Databricks SQL

Databricks SQL is the analytics powerhouse of the Databricks platform. It gives data analysts and business intelligence teams a familiar SQL-based interface to query data, build dashboards, and set up automated alerts — without needing to write Python code or manage clusters manually. If you already know SQL from working with databases like MySQL, PostgreSQL, or SQL Server, you can start querying Delta Lake tables in Databricks SQL within minutes.

Databricks SQL is not just a SQL editor. It is a complete analytics environment: query editor, visual chart builder, dashboard creator, and alert system — all in one place, connected to your Delta Lake data.

The Databricks SQL Interface

DATABRICKS SQL COMPONENTS
──────────────────────────────────────────────────────────────
┌─────────────────────────────────────────────────────────┐
│  SQL EDITOR                                             │
│  • Write and run SQL queries                            │
│  • View results as tables or charts                     │
│  • Save and share queries                               │
├─────────────────────────────────────────────────────────┤
│  QUERY HISTORY                                          │
│  • See all queries you and your team ran                │
│  • Re-run or modify previous queries                    │
│  • Filter by status (success, error, running)           │
├─────────────────────────────────────────────────────────┤
│  DASHBOARDS                                             │
│  • Combine multiple query results into visual reports   │
│  • Schedule automatic refresh                           │
│  • Share with stakeholders via link                     │
├─────────────────────────────────────────────────────────┤
│  ALERTS                                                 │
│  • Monitor metrics automatically                        │
│  • Send email or Slack notification when threshold hit  │
├─────────────────────────────────────────────────────────┤
│  SQL WAREHOUSE                                          │
│  • The compute engine that powers SQL queries           │
│  • Auto-scales to handle multiple users simultaneously  │
└─────────────────────────────────────────────────────────┘

SQL Warehouses – The Engine Behind Databricks SQL

Before writing any query, you connect to a SQL Warehouse. A SQL Warehouse is a dedicated compute cluster optimized specifically for SQL workloads. Unlike regular Databricks clusters (which are configured for Python and Spark code), SQL Warehouses use Photon, Databricks' own high-performance query engine written in C++, to execute SQL much faster.

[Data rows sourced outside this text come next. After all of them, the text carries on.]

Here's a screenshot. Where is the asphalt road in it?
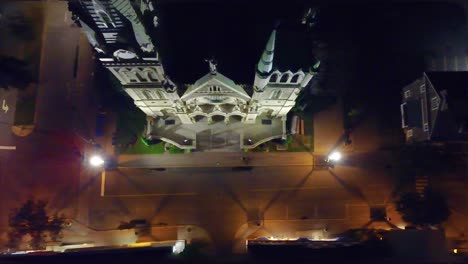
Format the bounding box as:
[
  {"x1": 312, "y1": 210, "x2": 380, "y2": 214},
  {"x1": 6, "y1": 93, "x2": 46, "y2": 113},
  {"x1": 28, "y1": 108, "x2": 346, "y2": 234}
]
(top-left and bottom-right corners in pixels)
[
  {"x1": 89, "y1": 163, "x2": 393, "y2": 253},
  {"x1": 0, "y1": 88, "x2": 17, "y2": 148}
]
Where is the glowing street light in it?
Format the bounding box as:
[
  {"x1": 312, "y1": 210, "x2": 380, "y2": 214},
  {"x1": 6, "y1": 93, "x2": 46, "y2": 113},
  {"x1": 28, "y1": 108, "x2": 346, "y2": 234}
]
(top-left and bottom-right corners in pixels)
[
  {"x1": 89, "y1": 155, "x2": 104, "y2": 167},
  {"x1": 328, "y1": 151, "x2": 341, "y2": 161}
]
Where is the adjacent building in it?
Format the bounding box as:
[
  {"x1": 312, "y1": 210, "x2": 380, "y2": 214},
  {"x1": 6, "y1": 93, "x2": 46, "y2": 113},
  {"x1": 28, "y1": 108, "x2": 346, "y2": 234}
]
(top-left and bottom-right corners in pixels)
[
  {"x1": 70, "y1": 0, "x2": 315, "y2": 151},
  {"x1": 400, "y1": 72, "x2": 468, "y2": 143}
]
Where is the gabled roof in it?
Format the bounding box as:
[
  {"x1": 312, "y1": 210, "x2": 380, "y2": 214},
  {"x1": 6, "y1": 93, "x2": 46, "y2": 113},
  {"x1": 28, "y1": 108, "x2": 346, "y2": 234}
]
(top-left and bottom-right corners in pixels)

Photon – Why Databricks SQL Is Fast

Photon is a native vectorized query engine. Instead of processing data one row at a time (row-by-row processing), Photon processes data in large batches called vectors — thousands of rows at once. This approach uses CPU caches more efficiently and can be up to 12 times faster than standard Spark execution for SQL queries.

ROW-BY-ROW VS VECTORIZED PROCESSING
──────────────────────────────────────────────────────────────
Row-by-row (Traditional):
Loop through 1 billion rows:
  Row 1: check if city = "Mumbai" → Yes → add to result
  Row 2: check if city = "Delhi"  → No  → skip
  Row 3: check if city = "Mumbai" → Yes → add to result
  ... (1 billion iterations, each in separate CPU instruction)

Vectorized (Photon):
Load 10,000 rows into CPU cache as a vector
Apply "city = Mumbai" filter to all 10,000 at once using SIMD
Repeat with next 10,000 rows
... (100,000 iterations of 10,000 rows each)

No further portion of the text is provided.